While elaborating on expectations from the power sector, Pratik Agarwal said, “I hope this term focuses on achieving a comprehensive turnaround of discoms. Many initiatives have been taken in the past to incrementally improve the situation, but we expect strong steps in this direction to ensure the sector’s well-being. Pushing for full retail competition should be a focus. To maintain the momentum built in the last 5 years, it’ll be paramount to extend full ISTS waiver for another 2 years for sustaining RE adoption by all categories of power consumers.” He also said that the government is expected to open the sector to source the most competitive components globally, with a focus on swift and cost-effective deployment of RE and transmission in the country.
“As we add unprecedented green energy to the grid, the next phase must also concentrate on preparing the country for large-scale RE integration. This will entail strong policy push towards strengthening interconnectors with neighbouring nations, deploying extensive energy storage solutions, and exploring upcoming technologies like Small Modular Nuclear Reactors (SMRs) for a diversified energy mix,” he added.

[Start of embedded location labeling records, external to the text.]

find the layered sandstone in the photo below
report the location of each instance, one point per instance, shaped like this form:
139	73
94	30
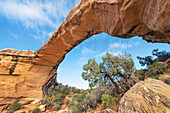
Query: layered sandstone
19	78
25	73
149	96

Sanjay Choudhari, Chairman at SBL Energy, said, “As we operate in a high-risk industry landscape, industry eagerly looks forward to targeted support in the upcoming budget. We advocate for subsidies or incentives to alleviate high production costs and encourage investments in safety measures. Increased funding and specific allocations within PSU initiatives are critical for sustainable growth. The industry needs adherence to stringent safety protocols and often seeks regulatory reforms or relaxed norms to streamline operations without compromising safety. Additionally, prioritizing support for training and skill development programs is essential for the industrial explosive sector to enhance safety standards and operational efficiency.”